Por CELUY ROBERTA HUNDZINSKI DAMÁSIO
Doutoranda no Institut Catholique de Paris e Université Marne-la-Vallée

 

O “Outro” no mercado de trabalho francês

 

Hoje, na França, apesar de inúmeros discursos sobre a igualdade e de manifestações e criação de associações em defesa da discriminação, ainda nos deparamos com essa “diferenciação” social quando fala-se de trabalho. Negros, árabes e judeus têm muito maior dificuldade para encontrar empregos e quando encontram, normalmente, ganham menos do que os “legítimos europeus”.

Quanto às mulheres, segundo um estudo feito pela ANPE – Association Nationale pour l’Emploi (Associação Nacional para Emprego – equivalente ao SINE no Brasil), na Região de “Ile-de-France” (onde está situada Paris), excepcionalmente, elas são menos atingidas pelo desemprego (298.000 mulheres contra 320.000 homens).

Na área do comércio – criadoras e diretoras de empresas, segundo um estudo recente do tribunal de comércio de Paris, o “segundo sexo” ocupa 30% dos cargos, saem em menor número das escolas superiores, porém, mais apreciadas que o “sexo forte”.

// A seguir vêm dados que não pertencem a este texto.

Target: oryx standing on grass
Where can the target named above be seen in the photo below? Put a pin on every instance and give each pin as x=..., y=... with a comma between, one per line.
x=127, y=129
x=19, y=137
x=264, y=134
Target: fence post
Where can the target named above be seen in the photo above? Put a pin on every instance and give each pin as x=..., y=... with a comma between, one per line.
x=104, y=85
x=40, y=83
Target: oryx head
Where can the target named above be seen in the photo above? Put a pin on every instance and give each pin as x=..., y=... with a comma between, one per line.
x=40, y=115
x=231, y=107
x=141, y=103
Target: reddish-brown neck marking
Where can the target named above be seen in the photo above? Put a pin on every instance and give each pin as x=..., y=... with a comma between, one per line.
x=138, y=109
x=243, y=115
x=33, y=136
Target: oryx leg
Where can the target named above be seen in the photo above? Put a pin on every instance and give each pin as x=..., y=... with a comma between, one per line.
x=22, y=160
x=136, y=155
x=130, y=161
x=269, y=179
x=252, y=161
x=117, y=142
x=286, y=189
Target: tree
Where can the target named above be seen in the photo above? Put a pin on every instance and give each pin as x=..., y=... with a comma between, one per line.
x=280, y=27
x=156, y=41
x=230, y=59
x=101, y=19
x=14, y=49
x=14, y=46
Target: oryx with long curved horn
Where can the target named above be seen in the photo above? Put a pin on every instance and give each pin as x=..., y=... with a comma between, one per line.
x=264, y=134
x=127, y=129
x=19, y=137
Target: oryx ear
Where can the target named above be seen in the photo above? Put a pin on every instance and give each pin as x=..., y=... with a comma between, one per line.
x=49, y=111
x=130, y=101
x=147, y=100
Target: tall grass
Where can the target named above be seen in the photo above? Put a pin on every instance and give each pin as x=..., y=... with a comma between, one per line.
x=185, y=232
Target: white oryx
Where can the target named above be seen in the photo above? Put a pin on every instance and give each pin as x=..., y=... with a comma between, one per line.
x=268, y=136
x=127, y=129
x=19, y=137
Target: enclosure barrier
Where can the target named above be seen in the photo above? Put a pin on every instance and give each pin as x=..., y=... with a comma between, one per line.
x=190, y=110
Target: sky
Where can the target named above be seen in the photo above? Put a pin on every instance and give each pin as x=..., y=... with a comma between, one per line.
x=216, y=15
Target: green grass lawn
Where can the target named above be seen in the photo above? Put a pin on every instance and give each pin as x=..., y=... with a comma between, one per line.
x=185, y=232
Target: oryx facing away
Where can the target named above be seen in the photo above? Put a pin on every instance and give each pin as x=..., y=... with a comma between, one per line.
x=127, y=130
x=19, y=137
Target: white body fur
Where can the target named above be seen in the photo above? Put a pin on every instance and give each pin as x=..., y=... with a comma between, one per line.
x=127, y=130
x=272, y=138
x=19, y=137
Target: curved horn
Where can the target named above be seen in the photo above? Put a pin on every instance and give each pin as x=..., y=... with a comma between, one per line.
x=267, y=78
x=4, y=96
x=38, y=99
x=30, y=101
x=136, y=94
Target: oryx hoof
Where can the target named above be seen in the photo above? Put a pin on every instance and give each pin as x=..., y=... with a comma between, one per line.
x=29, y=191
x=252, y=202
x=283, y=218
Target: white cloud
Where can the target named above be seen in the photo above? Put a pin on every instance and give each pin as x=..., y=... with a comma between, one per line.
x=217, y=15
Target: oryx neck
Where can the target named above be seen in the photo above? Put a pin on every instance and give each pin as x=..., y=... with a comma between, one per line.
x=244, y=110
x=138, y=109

Existem leis de igualdade que raramente são aplicadas, é preciso que sejam colocadas em obra e em pleno vigor, para permitir à economia de beneficiar de todas as forças vivas, sem distinção de gênero e raça.

Segundo Simone de Beauvoir “‘O eterno feminino’ é o homólogo da ‘alma negra’ e do ‘caráter judeu’.”[i]. Poderíamos dizer que há uma identificação entre os “discriminados” incluindo árabes e todas as “outras” raças que fazem o papel de “Outro” por imensa dificuldade de fazerem-se “Sujeito”. Há, portanto, certa divergência entre uns e outros.

O judeu, para o anti-semita, é mais considerado como inimigo que como inferior e não se reconhece nenhum lugar como seu, sendo assim, deseja-se, preferencialmente, vencê-lo, abatê-lo, anulá-lo; suas divergências têm mais afinidades com as dos árabes que com as das mulheres e dos negros, entretanto, os árabes são tidos como mais violentos.

Por sua vez, as mulheres e os negros têm suas reivindicações mais afins. Ambos querem emancipar-se de alguém, pois ocupam, de certa forma, o lugar de escravos, ainda que aparentemente sejam livres. Os brancos e os homens não almejam exterminá-los mas coloca-los em seu “devido lugar”. Ou seja: “o negro para o trabalho pesado, a mulher para o trabalho doméstico e a procriação”.

Observa-se que em termos de gênero, a França obteve maiores conquistas do que no Brasil. Já não podemos dizer o mesmo quanto à raça, apesar de que deve ser considerado o maior percentual de estrangeiros em grandes cidades francesas do que em solo brasileiro.

Ainda assim, apesar da condição estar evoluindo, essas pessoas continuam a ser tratadas como deficientes. Julga-se ao primeiro olhar, despreza-se ao primeiro contato, escolhe-se instigado pelos preconceitos e pela aparência, deixando-se de lado a competência.

As teorias são razoáveis, as intenções são boas. Faltam meios concretos para que se chegue à igualdade, faltam condições aliadas às vontades das classes reivindicadoras. Falta uma tomada de consciência geral de que uma sociedade mais igualitária pode ser bem mais produtiva e capacitar melhores condições de vida.

Deve-se acabar com a hierarquia gerada pela característica das sociedades humanas que utilizam categorias binárias dualistas herdadas, provavelmente, de nossos ancestrais Homo sapiens, que foram obrigados a dar sentido ao que eles viam: corpos, estações, animais, alto/baixo, seco/molhado, ativo/passivo, valorizando mais ou menos cada coisa.

Essa hierarquia foi inculcada na humanidade ocasionando a vontade de estar no topo. O sentimento de ameaça diante da “maioria oprimida” impede melhores investimentos sociais. É preciso extinguir esse temor de destituição do poder, da virilidade, das diferenças [ii], e que esse combate legítimo, travado pelos “desiguais” possa conduzir à uma conscientização das vantagens que existe quando fala-se de igual para igual.

 

 

[i] BEAUVOIR, Simone. Le deuxième sexe I – les faits et les mythes. Gallimard, Paris, 1976, p. 24. Tradução nossa.

[ii] O termo “diferença” (bem como “desiguais”) é utilizado em oposição à “idênticos” em todos os sentidos (cor, raça, gênero, …).